We never think of the venerable Vancouver industrial project FLA as a “Wax Trax band”, but the domestic versions of many of their classic albums and singles (including career highlight like Caustic Grip and Digital Tension Dementia) were pressed to CD and vinyl and serviced to your local college radio station by WT. Enjoy this soundtracky cut from last year’s excellent Echogenetic, which follows nicely from their 80s era material if you ask us.
Alright, so Pankow were always a weird band, their most famous song is a tribute to dicks after all. Who knows if the stuff on their contemporary records, like 2013’s And Shun The Cure They Most Desire is more or less oddball than the stuff licensed by Wax Trax in the day, but the fact that they’ve become elder statesman for their brand of electronic weirdness is certainly notable.
Foetus, “Halloween / Turbulence”
Jim Thirlwell’s never been too far out of hand for folks paying attention, whether he’s collabing with divine dark chanteuse Zola Jesus at the Guggenheim or crafting skronky soundtracks for The Venture Bros. (the best show occasionally on television for the senior staff’s money). While he’s quite a ways away from the Swans-esque violence of the Wiseblood project or wailing like a demon on a dope trip with Marc Almond, but there’s still plenty of anarchic fun to be had on his recent releases. Check this cover of the classic John Carpenter theme, which swaps out minimalist staccato plink for full-bore orchestral attack.
Laibach, “We Are Millions And Millions Are One”
The word we’re getting is that the radical shift on the latest release by Slovenia’s greatest exports is due in part to an increased degree of creative input by longtime member Ivan Novak. Regardless of origin, both musically and thematically this suave number is a far cry from “Geburt Einer Nation”.
Meat Beat Manifesto, “Spanish Vocoder”
Dub is the logical extension of the producer-as-artiste style that Jack Dangers was developing in his Wax Trax era releases, so you may not be too shocked to hear how far down the reverb rabbit hole Meat Beat has gone in contemporary times. It is worth noting that although Dangers doesn’t really make “industrial” anymore, he hasn’t ever divorced himself from the sort of music he was making in the Chicago days, and that numbers from Storm the Studio still make his visual heavy live shows to this day.
In The Nursery, “Vantage”
People who’ve only encountered their recent soundtrack work (both live and recorded, both for new and archival film) might be surprised to learn about the Humberstone brothers’ pasts in industrial music (though the same could be said for Graeme Revell), but truth be told the seeds of their future status as “The Kings Of Bombast” can be sourced in “Compulsion”, their trademark Black Box tune. That said, in the interim they learned to express a far wider range of moods with their orchestral palette, like this gorgeous piece from 2007’s Era.

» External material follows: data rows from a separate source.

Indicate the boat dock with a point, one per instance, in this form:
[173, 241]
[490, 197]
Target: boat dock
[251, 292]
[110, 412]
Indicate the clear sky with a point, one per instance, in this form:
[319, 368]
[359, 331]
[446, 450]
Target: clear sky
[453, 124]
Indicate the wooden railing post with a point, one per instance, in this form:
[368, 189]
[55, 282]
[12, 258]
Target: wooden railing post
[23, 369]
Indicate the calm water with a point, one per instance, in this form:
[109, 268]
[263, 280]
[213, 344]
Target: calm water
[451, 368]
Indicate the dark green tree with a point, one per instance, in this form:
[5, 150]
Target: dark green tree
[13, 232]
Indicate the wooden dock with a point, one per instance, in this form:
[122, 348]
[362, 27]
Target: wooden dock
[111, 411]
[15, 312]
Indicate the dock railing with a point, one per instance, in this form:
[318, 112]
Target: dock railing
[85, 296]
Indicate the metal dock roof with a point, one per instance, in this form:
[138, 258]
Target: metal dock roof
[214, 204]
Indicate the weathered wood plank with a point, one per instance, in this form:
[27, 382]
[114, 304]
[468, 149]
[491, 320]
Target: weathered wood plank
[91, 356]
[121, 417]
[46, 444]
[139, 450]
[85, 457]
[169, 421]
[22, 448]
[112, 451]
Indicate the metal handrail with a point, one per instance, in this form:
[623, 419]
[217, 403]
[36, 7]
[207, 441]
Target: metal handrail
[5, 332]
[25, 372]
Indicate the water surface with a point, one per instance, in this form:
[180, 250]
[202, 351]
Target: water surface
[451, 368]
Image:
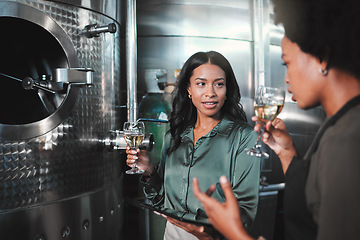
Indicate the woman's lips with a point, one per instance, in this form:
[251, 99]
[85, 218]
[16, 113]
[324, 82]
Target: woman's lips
[209, 104]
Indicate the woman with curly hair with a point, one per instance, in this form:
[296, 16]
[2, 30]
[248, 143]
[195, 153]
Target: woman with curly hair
[207, 138]
[321, 52]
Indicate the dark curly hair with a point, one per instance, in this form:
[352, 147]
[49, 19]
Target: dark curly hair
[326, 29]
[184, 113]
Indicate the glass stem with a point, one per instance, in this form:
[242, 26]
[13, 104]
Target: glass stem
[258, 144]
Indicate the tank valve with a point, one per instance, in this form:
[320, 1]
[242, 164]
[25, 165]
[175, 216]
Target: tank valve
[93, 30]
[115, 141]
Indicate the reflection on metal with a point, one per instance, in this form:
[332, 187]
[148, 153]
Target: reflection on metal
[56, 180]
[77, 76]
[131, 60]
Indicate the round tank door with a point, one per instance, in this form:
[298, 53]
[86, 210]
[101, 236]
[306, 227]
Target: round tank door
[39, 72]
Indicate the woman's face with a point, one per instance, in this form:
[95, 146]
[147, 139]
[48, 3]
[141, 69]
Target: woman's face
[208, 90]
[303, 77]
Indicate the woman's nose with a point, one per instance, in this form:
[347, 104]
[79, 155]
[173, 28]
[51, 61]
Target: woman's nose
[210, 92]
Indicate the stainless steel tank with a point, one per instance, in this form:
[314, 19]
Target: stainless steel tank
[60, 85]
[170, 31]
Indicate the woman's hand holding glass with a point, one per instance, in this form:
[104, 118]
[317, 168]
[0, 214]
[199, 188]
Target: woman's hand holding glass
[278, 139]
[140, 158]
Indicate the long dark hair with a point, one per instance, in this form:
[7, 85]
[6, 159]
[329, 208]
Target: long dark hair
[184, 113]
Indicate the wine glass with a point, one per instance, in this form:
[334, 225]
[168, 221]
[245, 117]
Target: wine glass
[268, 104]
[134, 133]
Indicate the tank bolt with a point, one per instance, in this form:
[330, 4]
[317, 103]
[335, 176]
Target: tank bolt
[86, 224]
[65, 232]
[39, 237]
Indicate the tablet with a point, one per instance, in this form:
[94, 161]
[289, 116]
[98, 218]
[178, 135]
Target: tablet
[138, 202]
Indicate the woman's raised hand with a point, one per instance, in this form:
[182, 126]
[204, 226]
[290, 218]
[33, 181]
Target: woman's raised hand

Controlled Bleeding, “Grinder’s Song”
It’s perhaps fitting that we close not only with the noisiest of the tracks we’ve flagged, but also one by the band who’ve arguably had the most varied discography. From ambient to metal to new wave to their current free jazz/noise rock incarnation, the New York oddity that is Controlled Bleeding have never sat still for long. We fully expect to be able to check back in with them in another twenty years to find them playing some fucked up fusion of breakcore and skiffle.